Radial makes a box called a Reamper. It sells for about $200 though. There are less expensive alternatives that convert line to instrument level.
You have to determine what you problem really is. As was mentioned a ground loop can cause noise. So can an incompatible signal.
Yes, the keyboard bass sound is coming from a VST on a laptop, then out of an audio interface into the amp via 1/4" cable. Everything's on the same power strip. The laptop ground issue was taken care of previously with a cheater on the power plug. The audio interface's power plug is not grounded. Therefore I'm guessing it's just the characteristics of the line signal?

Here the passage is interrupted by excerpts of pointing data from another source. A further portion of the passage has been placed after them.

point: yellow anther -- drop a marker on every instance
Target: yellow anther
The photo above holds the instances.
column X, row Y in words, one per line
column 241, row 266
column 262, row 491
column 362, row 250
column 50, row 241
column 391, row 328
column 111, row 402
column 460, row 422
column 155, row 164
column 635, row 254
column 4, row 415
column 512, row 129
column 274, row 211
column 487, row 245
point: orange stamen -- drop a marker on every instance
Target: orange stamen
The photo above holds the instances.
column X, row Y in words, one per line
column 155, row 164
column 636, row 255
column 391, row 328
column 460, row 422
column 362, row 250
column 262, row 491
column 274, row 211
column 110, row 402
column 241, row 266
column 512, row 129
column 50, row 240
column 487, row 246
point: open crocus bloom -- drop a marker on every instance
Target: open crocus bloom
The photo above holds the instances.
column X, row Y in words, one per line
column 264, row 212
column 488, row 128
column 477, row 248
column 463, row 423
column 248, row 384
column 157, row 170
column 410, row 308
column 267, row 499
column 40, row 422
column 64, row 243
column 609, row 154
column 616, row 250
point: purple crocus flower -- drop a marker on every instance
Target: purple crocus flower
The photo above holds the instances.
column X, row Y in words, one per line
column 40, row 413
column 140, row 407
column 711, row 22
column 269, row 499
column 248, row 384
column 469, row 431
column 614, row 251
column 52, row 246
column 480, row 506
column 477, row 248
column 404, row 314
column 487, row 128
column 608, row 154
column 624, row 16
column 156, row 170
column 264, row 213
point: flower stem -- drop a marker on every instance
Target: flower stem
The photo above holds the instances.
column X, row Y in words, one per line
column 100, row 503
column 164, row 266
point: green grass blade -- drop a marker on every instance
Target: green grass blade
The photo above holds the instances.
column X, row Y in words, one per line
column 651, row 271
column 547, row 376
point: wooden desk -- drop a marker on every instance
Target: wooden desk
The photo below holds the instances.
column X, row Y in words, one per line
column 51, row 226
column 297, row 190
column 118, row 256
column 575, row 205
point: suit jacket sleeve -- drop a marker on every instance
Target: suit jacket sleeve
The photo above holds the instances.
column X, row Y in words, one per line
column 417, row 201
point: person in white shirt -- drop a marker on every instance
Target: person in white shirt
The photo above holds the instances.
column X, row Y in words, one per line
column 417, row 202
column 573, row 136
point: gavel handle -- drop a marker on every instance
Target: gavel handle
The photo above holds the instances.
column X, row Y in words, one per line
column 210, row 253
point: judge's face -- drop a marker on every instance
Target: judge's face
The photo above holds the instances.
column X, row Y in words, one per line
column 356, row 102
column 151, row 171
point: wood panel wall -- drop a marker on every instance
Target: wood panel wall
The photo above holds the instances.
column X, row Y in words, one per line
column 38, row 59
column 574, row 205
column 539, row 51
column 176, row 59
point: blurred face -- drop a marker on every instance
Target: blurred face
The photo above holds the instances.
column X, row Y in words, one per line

BAce mentioned a pad. Or a DI box. Maybe these could be cheap solutions.
putting everything on the same strip does NOT stop ground loops.
try ground lifts on everything BUT your amp
Yeah for the keyboard I would bypass the amps pre by using a power amp in or effects return (depending on the amp). I do that to use separate pre amps with my swr head.
Plug the bass into the amp as normal, then plug the effects send into a mixer. Keyboard into mixer, too. Mixer out into effects return. Can then adjust levels in the mixer to balance them.
you need to break the ground connection from the audio interface to the amp..pure and simple.. you are transitioning from a ground buried in digital noise (hello!..its a computer!) to the ground on an amplifier... and putting the laptop on a cheater plug removes its protection (really not smart) and will do nothing for this issue...
again..if you are going to be giggin regularly.. you need a mixer with balanced inputs in the fx loop and either an audio interface with balanced outputs, or a transformer coupled DI unbalanced>balanced for the interface outputs.
ground loops require a ground differential voltage.. this is highly unlikely on the same power strip unless you have faulty equipment..but quite likely when using a socket on a separate spur from the breaker panel.